The first question left her lips, and the moment Isolde opened her mouth, the hall seemed to grow steadier. Her voice was soft but confident, each sentence structured with clarity and purpose. She explained the Ley Conduction Principle not by reciting a memorized text, but by breaking it down, simplifying it, and reconstructing it with the precision of someone who understood not only the knowledge but its implications.
Selenne tilted her head slightly. ‘Not bad.’
The next question—deeper, more complex—received an answer just as well-built. Isolde cited historical context, the theoretical foundations, even variations across different magical schools in Lorian and Arcanis practices. Her articulation was smooth, her reasoning meticulous, her delivery composed without being arrogant.
Selenne flipped the page, her expression calm but inwardly noting the contrast. ‘This young woman is not simply well-trained. She studies. She thinks.’ Unlike Lucavion—whose mind worked like a blade swung in the dark—Isolde wielded hers like a scalpel.
She asked another question, this one involving mana-layering limitations in early invocation cycles. Isolde answered almost immediately, offering two different interpretations depending on the examiner’s theoretical preference. Selenne actually felt the corner of her mouth lift—not a smile, but an impressed twitch she rarely gave students.
‘Truly not bad.’
Selenne nodded once, controlled and neutral. “Very well. Continue.”

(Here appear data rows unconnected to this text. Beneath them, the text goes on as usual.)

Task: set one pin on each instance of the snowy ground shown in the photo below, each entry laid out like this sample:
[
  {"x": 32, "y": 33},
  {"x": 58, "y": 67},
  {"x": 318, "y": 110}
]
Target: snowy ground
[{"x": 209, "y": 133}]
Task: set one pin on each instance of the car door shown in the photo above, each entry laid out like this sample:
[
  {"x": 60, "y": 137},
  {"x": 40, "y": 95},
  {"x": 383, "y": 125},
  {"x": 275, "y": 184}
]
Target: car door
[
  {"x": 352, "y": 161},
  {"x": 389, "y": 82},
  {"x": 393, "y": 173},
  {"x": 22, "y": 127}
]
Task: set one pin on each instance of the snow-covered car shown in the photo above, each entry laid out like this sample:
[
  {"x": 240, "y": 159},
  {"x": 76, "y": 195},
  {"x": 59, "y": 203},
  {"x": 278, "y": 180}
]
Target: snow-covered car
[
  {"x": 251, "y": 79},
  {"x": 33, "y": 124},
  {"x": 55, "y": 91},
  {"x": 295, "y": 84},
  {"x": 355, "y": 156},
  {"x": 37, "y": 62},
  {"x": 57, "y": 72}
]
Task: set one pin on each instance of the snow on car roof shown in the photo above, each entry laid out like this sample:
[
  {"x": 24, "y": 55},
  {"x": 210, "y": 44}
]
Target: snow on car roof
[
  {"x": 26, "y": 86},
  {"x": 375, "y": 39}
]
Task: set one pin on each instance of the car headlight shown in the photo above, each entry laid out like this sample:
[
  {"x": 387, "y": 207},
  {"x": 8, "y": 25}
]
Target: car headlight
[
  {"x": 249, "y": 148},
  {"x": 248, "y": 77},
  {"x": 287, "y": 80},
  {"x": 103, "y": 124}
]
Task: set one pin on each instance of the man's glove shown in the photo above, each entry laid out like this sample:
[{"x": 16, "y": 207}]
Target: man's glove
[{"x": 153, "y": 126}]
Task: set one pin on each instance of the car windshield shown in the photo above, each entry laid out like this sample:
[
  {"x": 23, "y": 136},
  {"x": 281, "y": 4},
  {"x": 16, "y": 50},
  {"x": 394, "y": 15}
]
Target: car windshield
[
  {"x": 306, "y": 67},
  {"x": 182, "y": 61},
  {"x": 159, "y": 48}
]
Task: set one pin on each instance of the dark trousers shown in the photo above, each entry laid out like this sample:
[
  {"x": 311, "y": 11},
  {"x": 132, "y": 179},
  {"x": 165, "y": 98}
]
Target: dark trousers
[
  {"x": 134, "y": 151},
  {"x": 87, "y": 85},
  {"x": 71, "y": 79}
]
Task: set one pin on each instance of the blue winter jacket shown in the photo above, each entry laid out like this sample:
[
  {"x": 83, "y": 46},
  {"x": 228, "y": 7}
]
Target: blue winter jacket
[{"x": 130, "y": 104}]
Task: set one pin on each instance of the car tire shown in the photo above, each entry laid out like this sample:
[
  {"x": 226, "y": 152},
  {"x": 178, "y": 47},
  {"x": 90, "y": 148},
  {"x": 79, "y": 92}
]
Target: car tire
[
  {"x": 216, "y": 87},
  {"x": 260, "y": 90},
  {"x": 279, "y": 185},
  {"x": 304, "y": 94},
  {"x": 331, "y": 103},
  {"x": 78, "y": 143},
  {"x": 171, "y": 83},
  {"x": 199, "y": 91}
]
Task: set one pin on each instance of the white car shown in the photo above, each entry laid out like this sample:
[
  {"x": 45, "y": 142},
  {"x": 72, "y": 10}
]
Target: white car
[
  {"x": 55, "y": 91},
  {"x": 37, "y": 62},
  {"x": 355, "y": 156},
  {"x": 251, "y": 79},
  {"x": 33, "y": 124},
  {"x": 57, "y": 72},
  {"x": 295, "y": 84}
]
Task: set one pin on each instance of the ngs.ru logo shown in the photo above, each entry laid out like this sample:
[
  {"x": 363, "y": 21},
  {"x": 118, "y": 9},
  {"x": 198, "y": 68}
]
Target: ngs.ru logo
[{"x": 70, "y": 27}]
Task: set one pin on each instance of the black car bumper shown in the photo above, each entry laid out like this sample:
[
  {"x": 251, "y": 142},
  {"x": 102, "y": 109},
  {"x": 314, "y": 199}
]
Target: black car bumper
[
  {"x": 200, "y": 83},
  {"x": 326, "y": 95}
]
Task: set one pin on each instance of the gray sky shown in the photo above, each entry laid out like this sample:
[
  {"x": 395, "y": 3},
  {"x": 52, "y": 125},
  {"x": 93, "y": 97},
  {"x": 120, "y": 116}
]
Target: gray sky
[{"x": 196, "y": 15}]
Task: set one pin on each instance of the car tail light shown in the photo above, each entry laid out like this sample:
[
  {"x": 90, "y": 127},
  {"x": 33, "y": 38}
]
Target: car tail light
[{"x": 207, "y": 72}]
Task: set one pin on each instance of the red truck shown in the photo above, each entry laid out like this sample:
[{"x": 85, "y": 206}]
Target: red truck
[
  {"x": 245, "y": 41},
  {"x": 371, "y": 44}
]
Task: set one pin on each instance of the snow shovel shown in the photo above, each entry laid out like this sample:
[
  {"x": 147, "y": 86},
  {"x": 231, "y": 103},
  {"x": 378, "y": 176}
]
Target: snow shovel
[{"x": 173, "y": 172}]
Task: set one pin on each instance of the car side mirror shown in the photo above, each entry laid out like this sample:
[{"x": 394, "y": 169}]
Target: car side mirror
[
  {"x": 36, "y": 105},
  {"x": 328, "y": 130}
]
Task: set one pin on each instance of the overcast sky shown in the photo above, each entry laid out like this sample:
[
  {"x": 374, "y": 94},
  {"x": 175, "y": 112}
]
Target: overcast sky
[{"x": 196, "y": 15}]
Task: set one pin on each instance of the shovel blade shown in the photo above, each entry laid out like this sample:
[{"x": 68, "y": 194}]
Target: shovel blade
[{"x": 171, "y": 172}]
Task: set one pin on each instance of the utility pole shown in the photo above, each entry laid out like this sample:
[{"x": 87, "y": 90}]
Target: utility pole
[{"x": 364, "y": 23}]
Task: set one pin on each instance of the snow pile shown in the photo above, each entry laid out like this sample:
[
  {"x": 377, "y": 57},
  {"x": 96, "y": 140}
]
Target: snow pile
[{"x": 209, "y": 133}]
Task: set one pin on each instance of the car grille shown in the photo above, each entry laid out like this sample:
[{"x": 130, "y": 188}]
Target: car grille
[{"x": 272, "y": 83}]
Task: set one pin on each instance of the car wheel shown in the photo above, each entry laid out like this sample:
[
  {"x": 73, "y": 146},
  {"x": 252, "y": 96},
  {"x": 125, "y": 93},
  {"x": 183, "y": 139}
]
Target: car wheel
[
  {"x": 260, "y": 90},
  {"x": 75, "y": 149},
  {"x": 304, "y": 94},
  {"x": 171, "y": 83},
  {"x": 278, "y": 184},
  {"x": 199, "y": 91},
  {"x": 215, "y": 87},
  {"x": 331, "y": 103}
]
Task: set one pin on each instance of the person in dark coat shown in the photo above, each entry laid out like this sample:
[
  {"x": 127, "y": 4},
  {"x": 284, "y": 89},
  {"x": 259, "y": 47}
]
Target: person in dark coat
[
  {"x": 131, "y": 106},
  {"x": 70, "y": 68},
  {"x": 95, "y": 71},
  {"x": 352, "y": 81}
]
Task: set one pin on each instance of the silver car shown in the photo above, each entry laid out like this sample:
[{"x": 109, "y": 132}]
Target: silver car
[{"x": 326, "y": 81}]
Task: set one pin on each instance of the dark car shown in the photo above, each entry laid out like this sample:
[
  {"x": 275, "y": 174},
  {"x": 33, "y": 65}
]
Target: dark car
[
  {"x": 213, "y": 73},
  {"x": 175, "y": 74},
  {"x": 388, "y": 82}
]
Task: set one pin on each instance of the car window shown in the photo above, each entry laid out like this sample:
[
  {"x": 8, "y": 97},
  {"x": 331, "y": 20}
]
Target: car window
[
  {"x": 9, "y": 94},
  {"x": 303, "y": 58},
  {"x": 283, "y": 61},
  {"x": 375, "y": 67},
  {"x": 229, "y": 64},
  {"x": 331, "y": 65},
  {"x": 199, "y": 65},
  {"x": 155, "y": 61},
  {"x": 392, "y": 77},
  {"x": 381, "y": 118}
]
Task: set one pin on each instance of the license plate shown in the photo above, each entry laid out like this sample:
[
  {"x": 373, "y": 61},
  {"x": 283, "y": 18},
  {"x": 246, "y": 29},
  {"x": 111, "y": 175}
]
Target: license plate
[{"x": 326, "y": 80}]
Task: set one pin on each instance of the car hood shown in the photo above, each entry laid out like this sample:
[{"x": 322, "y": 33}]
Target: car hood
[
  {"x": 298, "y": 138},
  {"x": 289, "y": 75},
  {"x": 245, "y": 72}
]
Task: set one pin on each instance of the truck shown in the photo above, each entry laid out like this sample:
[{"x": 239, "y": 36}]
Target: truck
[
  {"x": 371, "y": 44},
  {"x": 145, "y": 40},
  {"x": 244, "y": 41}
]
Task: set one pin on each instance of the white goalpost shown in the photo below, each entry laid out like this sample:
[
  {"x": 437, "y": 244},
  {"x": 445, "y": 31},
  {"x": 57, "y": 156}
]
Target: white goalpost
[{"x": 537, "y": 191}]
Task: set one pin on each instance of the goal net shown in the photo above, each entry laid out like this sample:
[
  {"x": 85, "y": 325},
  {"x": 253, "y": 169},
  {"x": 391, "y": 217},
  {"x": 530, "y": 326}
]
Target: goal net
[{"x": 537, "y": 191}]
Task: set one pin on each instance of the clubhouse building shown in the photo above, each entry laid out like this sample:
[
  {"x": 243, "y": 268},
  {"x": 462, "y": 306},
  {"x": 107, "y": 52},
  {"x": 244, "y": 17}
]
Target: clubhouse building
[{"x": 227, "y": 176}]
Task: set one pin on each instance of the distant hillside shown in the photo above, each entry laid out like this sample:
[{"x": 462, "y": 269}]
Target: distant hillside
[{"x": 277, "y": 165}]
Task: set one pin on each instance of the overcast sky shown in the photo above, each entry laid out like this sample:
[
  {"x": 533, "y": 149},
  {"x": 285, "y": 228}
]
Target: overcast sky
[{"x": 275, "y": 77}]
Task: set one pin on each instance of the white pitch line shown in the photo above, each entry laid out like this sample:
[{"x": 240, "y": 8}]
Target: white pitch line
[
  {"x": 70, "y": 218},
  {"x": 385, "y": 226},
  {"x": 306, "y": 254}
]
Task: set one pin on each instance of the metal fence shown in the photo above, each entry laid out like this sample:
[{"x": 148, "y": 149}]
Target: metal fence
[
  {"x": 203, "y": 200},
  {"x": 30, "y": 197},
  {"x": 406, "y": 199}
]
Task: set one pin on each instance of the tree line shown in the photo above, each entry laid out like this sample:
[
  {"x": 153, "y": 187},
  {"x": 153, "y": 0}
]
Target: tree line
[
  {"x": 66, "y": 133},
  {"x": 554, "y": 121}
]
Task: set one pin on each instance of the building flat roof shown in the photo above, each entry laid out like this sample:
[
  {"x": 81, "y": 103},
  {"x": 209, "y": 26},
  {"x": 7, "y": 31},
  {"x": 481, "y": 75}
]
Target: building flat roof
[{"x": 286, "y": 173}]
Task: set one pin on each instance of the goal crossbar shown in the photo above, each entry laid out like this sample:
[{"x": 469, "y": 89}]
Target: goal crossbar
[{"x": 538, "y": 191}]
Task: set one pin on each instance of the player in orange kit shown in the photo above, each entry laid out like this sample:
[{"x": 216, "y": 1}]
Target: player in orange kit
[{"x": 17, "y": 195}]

Isolde did. And with every answer—precise, nuanced, effortless—Selenne understood why a girl like her could unsettle an entire generation of nobles. The pedigree, the intellect, the beauty, the posture—she carried all of it as naturally as breathing.
Lucavion watched from his seat with a faint smile that wasn’t admiration, nor jealousy, nor disdain. Something far more complicated—like he was observing an opponent rather than a peer.
It only made Selenne more curious.
She shifted her notes again and prepared the final theoretical prompt. This one would distinguish talent from mastery.
“Isolde,” she said, tone even, “explain the limitations of harmonic stabilization when casting through disrupted leyfields—and provide countermeasures.”
The duchess did not hesitate.
And Selenne found herself listening with genuine interest.